Müzeler kenti antalya
Kültür şehri Antalya hedefiyle 4’ü Kent Müzesi içinde olmak üzere 10 ayrı müze projesi ile meşgul olduklarını kaydeden Türel, “Bunun içinde, İslam Medeniyetleri Müzemizle Doğal Yaşam Parkı ve Müzesine kadar, Kent Müzesi Projesi ile tarihi nekropol alanına kadar birçok farklı proje var. Şehirler, kentler, meydanları ile anılır denilir, müzeleri ile bilinir denilir. Biz 4 bin metrekarelik Cumhuriyet Meydanımızı benim ilk dönemimde eski valilik binasını yıkarak 24 bin metre kareye çıkartıp, doğru düzgün bir kent meydanına 2006’lı senelerde ulaşabildik. Ama bir bakın diğer rakibimiz olan şehirlere, hepsinin kent meydanları adeta 100 yıllık tarihleri ile orada korkunç bir cazibe merkezi olarak dimdik ayakta durmaktadır. Ve şimdi Cumhuriyet Meydanımızı da yüzde 20 daha da büyüterek adında yakışır hale getiriyoruz. İnşallah meydanın açılışını 30 Ağustos’ta Zafer Bayramımızla birlikte gerçekleştirmiş olacağız” şeklinde konuştu.
Boğaçayı projesi
“Bizim Antalya hedeflerimiz çok farklı” diyen Türel, Boğacayı Projesi’ni anlattı. Boğaçayı Projesi’nin içinde 4 ayrı etabı olan bir proje olduğunu belirten Başkan Türel, şunları aktardı: “Yat Limanı ile dere ağzı ve dere ağzındaki yeşil halka açık rekreasyon alanları ile ve hemen dağın arkasındaki sinema platolarıyla müthiş bir proje. Bugün sinema platosu dediğimizde hemen herkesin aklına Hollywood ve Los Angeles geliyor. Ben 3, 4 kez gittim bu projemizle ilgili oradaki en önemli prodüktörlerle görüştüm. Anlattım projemizi. Los Angeles, Hollywood’ta 300 dönümlük bir arazide Universal Stüdyosu kurulmuş, tükenmiş alan kalmamış. Maliyetleri fevkalade yüksek. ‘Antalya’da sinema platolarının içine sinema akademisini de koyacağız. Çok daha düşük maliyetle ve tabi. Los Angeles’ın sunduğu imkanlardan daha fazlasını bulabileceğiniz bir şehirden bahsediyoruz’ dedim. Güneş ışığının film çekimi için açısın en uygun olduğu iki şehir varmış. Birisi Los Angeles birisi Antalya. Bilimsel olarak teyit edildi. Böyle farklılıkları, böyle zenginliği olan bir Antalya’dan bahsediyoruz. Onlardan daha çok varımız mevcut. Ve sinema stüdyolarının tabi yanında entertainment merkezi ile birlikte getirdiğimizde bir sistemi Büyük Limanın oradan, Yat Limanı’ndan, Boğaçayı’nın dere kenarından sinema stüdyolarına dağın arkasına kadar kendi içinde bir shuttle raylı sistemle de bağlayacağız. Hatta Tünektepe’den bir teleferik hattını da dağın üstünden sinema stüdyolarının olduğu yere indireceğiz. Böylelikle çok farklı bir cazibe merkezi oluşturacağız. Burası şehrin merkezinden çok daha yüksek bir ziyaretçi sayısına sahip olacaktır. Fizibilitemizi gelir gider tablomuzu 1 milyona göre kötümser tahminlerle ortaya koyuyoruz.”

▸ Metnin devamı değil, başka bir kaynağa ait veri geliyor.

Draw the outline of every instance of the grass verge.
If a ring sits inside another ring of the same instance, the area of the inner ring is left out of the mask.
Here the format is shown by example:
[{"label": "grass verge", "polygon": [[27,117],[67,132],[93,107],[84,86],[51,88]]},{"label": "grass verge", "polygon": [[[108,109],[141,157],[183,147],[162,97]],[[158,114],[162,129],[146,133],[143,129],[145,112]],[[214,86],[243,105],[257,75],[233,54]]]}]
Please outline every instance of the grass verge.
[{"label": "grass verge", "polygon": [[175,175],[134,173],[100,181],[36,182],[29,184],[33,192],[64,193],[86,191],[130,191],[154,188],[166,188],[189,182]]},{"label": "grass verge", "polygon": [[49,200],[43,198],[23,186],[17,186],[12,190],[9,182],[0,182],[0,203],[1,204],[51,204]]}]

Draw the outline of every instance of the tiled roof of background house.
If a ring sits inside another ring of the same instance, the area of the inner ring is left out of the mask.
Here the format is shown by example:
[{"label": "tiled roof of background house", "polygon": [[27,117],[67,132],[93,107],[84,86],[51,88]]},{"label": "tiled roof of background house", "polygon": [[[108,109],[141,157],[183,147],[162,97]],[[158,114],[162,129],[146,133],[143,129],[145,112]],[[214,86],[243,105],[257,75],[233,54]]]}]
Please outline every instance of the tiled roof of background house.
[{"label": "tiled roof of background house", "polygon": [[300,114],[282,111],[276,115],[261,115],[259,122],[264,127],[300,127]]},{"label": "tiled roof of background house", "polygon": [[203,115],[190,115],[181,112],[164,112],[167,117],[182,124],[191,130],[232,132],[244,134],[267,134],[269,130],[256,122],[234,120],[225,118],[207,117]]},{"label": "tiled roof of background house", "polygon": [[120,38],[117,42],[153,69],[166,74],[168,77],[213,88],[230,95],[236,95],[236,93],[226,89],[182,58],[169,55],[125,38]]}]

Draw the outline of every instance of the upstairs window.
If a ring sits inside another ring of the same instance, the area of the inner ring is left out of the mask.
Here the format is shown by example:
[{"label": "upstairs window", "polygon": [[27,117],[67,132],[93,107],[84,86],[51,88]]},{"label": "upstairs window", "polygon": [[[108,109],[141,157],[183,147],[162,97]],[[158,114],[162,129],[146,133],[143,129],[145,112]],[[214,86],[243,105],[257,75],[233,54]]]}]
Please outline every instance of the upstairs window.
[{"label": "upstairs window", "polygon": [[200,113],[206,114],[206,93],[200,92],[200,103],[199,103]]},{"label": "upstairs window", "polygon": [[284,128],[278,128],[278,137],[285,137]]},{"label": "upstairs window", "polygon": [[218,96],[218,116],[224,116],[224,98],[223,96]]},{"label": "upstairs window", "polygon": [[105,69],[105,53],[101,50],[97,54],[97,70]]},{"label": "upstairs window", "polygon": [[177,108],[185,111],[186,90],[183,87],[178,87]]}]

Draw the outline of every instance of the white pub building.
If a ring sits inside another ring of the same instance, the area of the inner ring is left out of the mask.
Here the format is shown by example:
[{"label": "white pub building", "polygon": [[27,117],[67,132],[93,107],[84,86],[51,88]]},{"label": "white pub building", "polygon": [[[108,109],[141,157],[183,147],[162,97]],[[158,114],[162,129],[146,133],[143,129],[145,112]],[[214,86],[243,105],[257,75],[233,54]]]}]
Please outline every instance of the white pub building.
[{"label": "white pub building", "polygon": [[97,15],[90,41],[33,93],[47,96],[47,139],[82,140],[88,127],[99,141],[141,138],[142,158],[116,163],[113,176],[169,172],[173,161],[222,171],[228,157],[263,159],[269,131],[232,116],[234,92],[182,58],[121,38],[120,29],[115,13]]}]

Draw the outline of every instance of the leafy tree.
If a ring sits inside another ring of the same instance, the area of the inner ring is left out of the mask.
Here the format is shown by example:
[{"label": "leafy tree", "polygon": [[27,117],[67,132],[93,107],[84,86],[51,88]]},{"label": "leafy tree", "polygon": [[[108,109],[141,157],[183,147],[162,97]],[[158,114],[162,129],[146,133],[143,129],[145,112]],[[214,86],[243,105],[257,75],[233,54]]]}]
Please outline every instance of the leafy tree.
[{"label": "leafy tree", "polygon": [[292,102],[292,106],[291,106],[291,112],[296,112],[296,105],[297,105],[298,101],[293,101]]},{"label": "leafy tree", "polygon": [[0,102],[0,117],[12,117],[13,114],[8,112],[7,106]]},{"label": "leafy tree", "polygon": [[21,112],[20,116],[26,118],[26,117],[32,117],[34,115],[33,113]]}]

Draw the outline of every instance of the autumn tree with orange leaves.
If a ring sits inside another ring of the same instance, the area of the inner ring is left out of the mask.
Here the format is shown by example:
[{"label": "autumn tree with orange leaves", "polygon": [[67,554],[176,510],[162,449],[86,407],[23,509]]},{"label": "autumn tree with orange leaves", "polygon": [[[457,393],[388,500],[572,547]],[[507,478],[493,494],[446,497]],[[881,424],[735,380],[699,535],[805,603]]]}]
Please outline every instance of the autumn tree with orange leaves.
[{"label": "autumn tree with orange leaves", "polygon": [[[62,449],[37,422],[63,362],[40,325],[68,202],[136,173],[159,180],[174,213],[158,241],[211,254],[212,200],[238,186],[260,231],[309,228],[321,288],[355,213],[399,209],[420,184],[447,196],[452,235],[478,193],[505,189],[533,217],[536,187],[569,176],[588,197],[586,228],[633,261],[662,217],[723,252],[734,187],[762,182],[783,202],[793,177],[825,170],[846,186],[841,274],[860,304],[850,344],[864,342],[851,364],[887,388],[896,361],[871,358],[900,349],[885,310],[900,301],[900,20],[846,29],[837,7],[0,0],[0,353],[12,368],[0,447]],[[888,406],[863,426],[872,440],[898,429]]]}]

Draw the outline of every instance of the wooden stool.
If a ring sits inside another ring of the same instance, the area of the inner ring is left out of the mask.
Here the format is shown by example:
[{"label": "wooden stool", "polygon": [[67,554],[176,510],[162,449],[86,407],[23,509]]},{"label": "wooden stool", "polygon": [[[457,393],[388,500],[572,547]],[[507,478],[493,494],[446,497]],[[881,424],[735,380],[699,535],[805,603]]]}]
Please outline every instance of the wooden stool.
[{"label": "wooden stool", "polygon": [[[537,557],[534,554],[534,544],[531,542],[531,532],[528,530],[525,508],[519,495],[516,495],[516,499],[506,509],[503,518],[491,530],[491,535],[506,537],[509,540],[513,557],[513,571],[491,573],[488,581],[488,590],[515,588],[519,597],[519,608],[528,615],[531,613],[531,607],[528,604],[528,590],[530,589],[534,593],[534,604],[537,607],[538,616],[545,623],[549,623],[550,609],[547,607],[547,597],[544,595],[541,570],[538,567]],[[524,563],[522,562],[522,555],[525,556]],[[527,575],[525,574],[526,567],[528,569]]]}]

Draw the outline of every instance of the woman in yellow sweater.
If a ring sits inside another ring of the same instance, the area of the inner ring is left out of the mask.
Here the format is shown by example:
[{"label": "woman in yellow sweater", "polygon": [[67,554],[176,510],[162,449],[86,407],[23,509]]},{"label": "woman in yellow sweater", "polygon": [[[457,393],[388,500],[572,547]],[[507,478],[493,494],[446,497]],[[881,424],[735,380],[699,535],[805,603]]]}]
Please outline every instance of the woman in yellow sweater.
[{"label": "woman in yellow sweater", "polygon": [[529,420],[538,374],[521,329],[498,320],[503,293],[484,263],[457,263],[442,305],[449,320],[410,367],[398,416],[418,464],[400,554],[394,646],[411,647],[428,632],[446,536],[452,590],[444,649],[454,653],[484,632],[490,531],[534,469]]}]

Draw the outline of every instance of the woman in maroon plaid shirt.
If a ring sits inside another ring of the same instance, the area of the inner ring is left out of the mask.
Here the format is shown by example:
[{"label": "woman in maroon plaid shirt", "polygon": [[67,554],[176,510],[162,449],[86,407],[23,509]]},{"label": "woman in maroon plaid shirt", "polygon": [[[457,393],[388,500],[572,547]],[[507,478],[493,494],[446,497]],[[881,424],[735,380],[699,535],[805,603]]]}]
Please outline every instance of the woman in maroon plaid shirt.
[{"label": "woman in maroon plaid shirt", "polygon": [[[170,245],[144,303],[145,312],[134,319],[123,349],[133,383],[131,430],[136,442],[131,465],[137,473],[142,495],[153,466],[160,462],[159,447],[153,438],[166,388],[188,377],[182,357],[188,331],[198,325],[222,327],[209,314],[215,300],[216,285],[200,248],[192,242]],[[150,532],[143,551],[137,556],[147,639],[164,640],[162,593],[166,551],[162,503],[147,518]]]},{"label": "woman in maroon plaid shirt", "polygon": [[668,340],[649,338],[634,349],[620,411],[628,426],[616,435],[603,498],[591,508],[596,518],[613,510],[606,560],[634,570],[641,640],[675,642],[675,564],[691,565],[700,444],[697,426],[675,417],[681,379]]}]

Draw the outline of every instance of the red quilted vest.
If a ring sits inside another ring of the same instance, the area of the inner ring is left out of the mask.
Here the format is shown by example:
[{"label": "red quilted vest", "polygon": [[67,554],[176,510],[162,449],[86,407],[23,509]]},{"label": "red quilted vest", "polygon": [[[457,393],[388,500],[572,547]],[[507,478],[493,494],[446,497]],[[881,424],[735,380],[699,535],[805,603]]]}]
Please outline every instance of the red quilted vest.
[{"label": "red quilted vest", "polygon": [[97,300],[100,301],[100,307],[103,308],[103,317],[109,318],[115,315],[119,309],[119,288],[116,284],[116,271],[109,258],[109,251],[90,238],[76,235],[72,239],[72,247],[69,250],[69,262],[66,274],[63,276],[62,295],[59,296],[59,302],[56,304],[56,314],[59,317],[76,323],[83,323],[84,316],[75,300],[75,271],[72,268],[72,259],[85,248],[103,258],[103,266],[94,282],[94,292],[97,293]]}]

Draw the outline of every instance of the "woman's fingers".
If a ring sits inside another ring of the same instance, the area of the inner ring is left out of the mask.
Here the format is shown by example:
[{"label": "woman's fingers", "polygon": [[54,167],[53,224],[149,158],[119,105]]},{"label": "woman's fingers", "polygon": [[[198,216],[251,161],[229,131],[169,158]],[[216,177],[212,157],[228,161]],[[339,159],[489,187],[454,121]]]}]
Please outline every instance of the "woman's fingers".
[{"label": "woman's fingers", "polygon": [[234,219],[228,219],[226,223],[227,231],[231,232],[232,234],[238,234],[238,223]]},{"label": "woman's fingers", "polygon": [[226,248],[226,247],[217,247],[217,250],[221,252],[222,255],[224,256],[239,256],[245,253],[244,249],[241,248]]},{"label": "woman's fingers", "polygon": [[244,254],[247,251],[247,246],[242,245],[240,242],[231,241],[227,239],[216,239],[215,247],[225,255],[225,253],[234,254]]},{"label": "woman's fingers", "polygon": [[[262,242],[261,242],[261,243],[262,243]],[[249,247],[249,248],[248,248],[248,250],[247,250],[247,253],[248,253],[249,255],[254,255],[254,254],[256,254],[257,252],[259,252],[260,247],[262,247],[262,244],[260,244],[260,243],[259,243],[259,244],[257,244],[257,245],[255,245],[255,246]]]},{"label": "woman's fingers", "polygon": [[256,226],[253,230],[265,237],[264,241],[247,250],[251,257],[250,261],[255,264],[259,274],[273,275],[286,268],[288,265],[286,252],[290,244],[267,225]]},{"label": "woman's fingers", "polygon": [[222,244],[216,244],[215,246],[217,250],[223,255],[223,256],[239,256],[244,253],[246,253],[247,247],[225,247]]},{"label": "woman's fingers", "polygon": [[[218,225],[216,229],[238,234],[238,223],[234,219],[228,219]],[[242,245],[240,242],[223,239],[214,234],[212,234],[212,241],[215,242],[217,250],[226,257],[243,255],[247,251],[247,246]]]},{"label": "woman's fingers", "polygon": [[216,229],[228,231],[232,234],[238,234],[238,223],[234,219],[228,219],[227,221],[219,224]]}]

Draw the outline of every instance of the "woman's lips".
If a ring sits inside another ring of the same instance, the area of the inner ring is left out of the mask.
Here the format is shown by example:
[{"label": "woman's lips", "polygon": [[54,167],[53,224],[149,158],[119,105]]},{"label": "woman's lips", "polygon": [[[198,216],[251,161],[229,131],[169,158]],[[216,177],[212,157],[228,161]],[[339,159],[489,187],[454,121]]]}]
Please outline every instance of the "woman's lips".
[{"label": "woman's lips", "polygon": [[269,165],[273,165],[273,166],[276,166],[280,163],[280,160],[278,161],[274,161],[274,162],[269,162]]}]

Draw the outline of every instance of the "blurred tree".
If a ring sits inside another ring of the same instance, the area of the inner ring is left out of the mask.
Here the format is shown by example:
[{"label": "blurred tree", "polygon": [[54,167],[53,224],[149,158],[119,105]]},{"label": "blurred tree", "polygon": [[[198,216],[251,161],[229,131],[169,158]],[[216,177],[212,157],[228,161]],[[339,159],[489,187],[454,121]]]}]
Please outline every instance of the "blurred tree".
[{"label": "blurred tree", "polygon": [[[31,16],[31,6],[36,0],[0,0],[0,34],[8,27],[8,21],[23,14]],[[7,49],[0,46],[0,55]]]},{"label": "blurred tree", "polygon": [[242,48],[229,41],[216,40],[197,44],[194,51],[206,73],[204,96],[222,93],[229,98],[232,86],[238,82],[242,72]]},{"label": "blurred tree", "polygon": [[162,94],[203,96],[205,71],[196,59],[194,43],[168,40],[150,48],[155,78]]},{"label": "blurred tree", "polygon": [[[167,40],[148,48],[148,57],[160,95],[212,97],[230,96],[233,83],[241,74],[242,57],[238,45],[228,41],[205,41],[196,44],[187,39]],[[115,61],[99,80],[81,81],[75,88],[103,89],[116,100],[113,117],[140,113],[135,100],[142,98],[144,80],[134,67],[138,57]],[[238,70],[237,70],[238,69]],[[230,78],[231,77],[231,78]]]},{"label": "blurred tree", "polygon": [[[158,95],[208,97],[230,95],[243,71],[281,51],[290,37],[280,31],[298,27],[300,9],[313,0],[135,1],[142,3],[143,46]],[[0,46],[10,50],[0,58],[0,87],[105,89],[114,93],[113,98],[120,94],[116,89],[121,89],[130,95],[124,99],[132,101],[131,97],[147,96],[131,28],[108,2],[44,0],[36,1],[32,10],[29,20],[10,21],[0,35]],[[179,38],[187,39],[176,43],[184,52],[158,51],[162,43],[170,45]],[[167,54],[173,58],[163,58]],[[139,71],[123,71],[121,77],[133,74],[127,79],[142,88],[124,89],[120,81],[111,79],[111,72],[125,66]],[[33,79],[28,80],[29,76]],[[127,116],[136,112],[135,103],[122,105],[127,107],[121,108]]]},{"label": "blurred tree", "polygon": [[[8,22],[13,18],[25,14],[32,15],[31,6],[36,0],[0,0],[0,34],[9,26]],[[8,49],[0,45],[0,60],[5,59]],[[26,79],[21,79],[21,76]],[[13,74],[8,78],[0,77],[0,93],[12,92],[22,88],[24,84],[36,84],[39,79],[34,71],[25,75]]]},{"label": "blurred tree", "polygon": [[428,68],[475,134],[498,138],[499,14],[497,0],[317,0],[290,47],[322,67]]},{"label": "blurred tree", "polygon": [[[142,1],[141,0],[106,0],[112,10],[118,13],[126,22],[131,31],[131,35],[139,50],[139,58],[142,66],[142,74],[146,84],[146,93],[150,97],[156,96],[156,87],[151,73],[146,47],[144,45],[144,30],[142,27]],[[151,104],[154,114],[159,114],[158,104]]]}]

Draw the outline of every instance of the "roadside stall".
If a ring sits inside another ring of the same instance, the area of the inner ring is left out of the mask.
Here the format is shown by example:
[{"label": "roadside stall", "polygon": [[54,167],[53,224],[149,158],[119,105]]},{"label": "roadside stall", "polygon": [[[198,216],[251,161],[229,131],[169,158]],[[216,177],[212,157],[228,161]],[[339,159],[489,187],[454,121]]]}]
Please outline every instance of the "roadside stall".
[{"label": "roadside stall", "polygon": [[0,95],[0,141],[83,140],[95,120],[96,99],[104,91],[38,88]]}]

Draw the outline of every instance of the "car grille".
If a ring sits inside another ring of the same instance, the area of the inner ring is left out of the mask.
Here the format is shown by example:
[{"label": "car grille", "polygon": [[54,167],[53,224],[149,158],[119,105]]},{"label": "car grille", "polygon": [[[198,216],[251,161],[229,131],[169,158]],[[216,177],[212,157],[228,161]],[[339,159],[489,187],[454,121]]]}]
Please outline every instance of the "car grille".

Bakanlık ve belediye bir ilki gerçekleştirecek
Türel şöyle devam etti: “Burada başka bir şey yapıyoruz sinema stüdyoları olduğu 787 dönüm ki 5 bin dönüme genişleyebilecek bir rezerv alanımız var. Maliye Bakanlığımızla yine 30 dönümde dere kenarında 7 dönümü Büyükşehir’in 23 dönümü Milli Emlak’ın olmak üzere bir alanı mülkiyet satışıyla proje finansmanında kullanacak proje esaslı bir noktaya taşıyoruz. Değirmenin suyu nereden gelecek diyorsanız işte finansmanı kendi içinde. Maliye Bakanımıza dedim ki oradaki maliye mülkiyetlerini ben satın almak istiyorum belediye olarak, satarsanız sevinirim. Bunu da neden talep ettim, çünkü finansman kolaylığı sağlıyor. Burada işte mülkiyet satışına gidiyoruz. Sayın Bakana satar mısınız dediğimde, birlikte satalım birlikte paylaşalım dedi.
Formülü bende dedi.
Ve Türkiye’de bir ilki yaptık şimdi. Bir belediye ile Maliye ilk defa gelir paylaşımını mülkiyet satışı ile gerçekleştiriyor. Nasıl oluyor? Bakanlar Kurulu kararıyla. Şu anda imzalandı. Başbakanımız dahil bütün bakanlarımız dahil. Proje esaslı mülkiyet satışı. Bizim projelerimizi yapmak kaydıyla mülkiyet satışı. Bunu özellikle altını çiziyorum. Oraları alıp herkes istediği gibi kullanamayacak. Antalya’ya katma değer sağlayacak projeleri buralara yaptırmak lazım. Sayın Cumhurbaşkanımız da bu hafta zannediyorum kararnameyi imzalayacak böylelikle Boğaçayı projesinin mülkiyet satışlı proje esaslı ihalesini yapacağız.”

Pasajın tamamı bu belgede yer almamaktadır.